Sync was one thing that too many people were asking for. So we immediately
built it and put it out. We really weren't thinking of monetization back then.

An android / iphone app is a frequently requested feature.. We could charge
for that and still not annoy people, because hey, it costs us money to get
into Apple's developer program!

------
sorbus
A paid version with more features seems like a safe way to go; moving into the
freemium model, somewhat. If not enough people buy it, you can always fold the
features into the free version (though be careful about that; people who do
buy a paid version may feel ripped off if the free version has all the same
features). Other than that, you can always put a donate buttons somewhere,
though I'm not sure how effective that would be.

------
jabo
Here's a clickable link to the app:
[https://chrome.google.com/webstore/detail/offpaifnchmpbnjhjb...](https://chrome.google.com/webstore/detail/offpaifnchmpbnjhjbhpdffahlofdkfb)

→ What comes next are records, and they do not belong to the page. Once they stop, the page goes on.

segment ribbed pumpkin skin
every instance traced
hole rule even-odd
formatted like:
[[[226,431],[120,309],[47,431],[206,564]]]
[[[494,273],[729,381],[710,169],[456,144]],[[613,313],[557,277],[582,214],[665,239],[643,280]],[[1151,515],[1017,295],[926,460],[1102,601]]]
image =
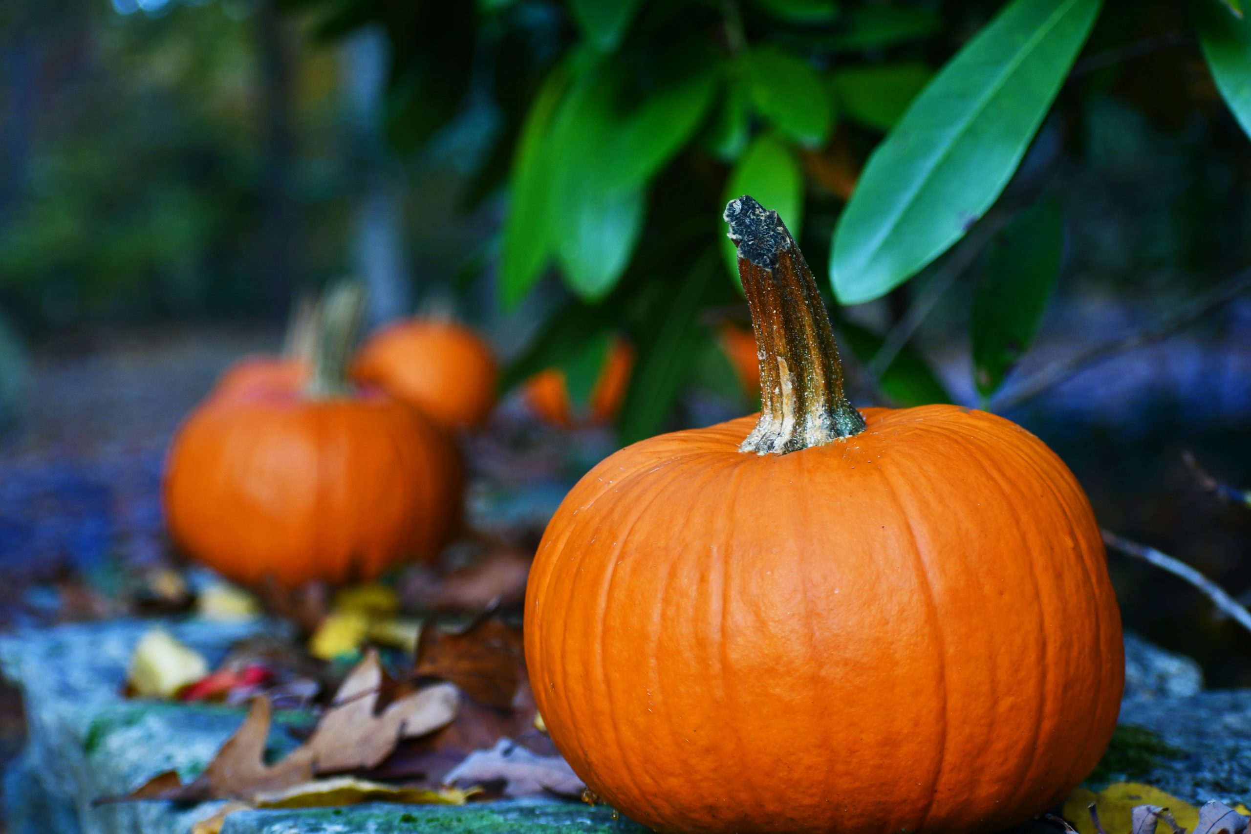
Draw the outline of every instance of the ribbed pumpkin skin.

Though it's a Chrome App, you can also visit it directly on a HTML5 browser at
<http://scribble.wreally.com>

------
damoncali
Go ahead and get on their nerves. Nobody _likes_ to pay for stuff. Hopefully
your users like your stuff enough that the mere thought of paying for it
doesn't drive them away. If it does, you need to get back to work.

------
jabo
@Person at Tapjoy: Why did you delete your comment? Would love to know.
Thanks!